Quali sono i principali passaggi della sentenza della Corte costituzionale?
Secondo la pronuncia citata se è vero che durante il rapporto di lavoro «non vi sono ostacoli giuridici che impediscano di far valere il diritto al salario», vi sono, tuttavia, «ostacoli materiali come la situazione psicologica del lavoratore che può essere indotto a non esercitare il proprio diritto per lo stesso motivo per cui molte volte è portato a rinunciarvi, ovvero per timore del licenziamento».
In un rapporto non dotato della resistenza che caratterizza, invece, il rapporto d’impiego pubblico, il timore del licenziamento può spingere il dipendente a rinunciare a una parte dei propri diritti e tale rinuncia non può essere considerata una libera espressione della volontà negoziale.

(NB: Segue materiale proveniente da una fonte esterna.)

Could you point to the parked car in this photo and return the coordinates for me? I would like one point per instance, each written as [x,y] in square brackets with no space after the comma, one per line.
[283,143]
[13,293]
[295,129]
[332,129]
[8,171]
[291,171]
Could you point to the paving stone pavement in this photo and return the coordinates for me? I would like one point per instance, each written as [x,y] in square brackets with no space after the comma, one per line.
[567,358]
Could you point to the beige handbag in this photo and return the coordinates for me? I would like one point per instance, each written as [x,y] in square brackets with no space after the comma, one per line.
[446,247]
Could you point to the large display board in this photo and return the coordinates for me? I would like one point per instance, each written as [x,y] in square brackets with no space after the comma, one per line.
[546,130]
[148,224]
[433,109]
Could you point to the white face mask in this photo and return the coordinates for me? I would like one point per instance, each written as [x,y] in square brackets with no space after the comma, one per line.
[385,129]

Anche in una pronuncia successiva il giudice delle leggi ha ribadito tale principio precisando che la particolare forza di resistenza che caratterizza il rapporto di pubblico impiego «è data da una disciplina che normalmente assicura la stabilità del rapporto, o dalle garanzie di rimedi giurisdizionali contro l’illegittima risoluzione di esso, le quali escludono che il timore del licenziamento possa indurre l’impiegato a rinunziare ai propri diritti» (C. cost. 143/1969).
Lo Statuto dei Lavoratori e la maggiore stabilità del rapporto
L’orientamento della Corte costituzionale è cambiato con l’entrata in vigore dello Statuto dei Lavoratori che ha introdotto un sistema sanzionatorio idoneo a fungere da deterrente per i licenziamenti ritorsivi.

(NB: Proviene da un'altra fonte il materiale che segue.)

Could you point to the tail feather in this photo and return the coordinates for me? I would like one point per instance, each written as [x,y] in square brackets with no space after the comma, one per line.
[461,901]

In particolare, l’art. 18 nella formulazione originaria prevedeva la reintegra nel posto di lavoro – in caso di licenziamento intimato senza giusta causa o giustificato motivo in imprese con più di 15 dipendenti – accompagnata dal risarcimento del danno subito. A ciò si aggiungeva l’obbligo del datore, che non avesse ottemperato alla sentenza di reintegra, di corrispondere al lavoratore le retribuzioni dovutegli in virtù del rapporto di lavoro dalla data della sentenza stessa fino a quella della reintegrazione.
La possibilità di essere reintegrati sul posto di lavoro a fronte di un licenziamento illegittimo ha fatto venire meno quella particolare condizione psicologica che induceva il dipendente a non esercitare una pretesa economica in costanza di rapporto per il timore di essere licenziato.
In sostanza, il principio della decorrenza della prescrizione dei crediti di lavoro dal momento della cessazione del rapporto non ha trovato più applicazione tutte le volte in cui «il rapporto di lavoro subordinato sia stato caratterizzato da una particolare forza di resistenza, quale deriva da una disciplina che assicuri normalmente la stabilità del rapporto e fornisca le garanzie di appositi rimedi giurisdizionali contro ogni illegittima risoluzione». Il suddetto principio ha, invece, continuato ad applicarsi a quei rapporti non assistiti dalla garanzia della stabilità, come i rapporti di lavoro nell’ambito di imprese con meno di 15 dipendenti (C. cost. n. 174/1972).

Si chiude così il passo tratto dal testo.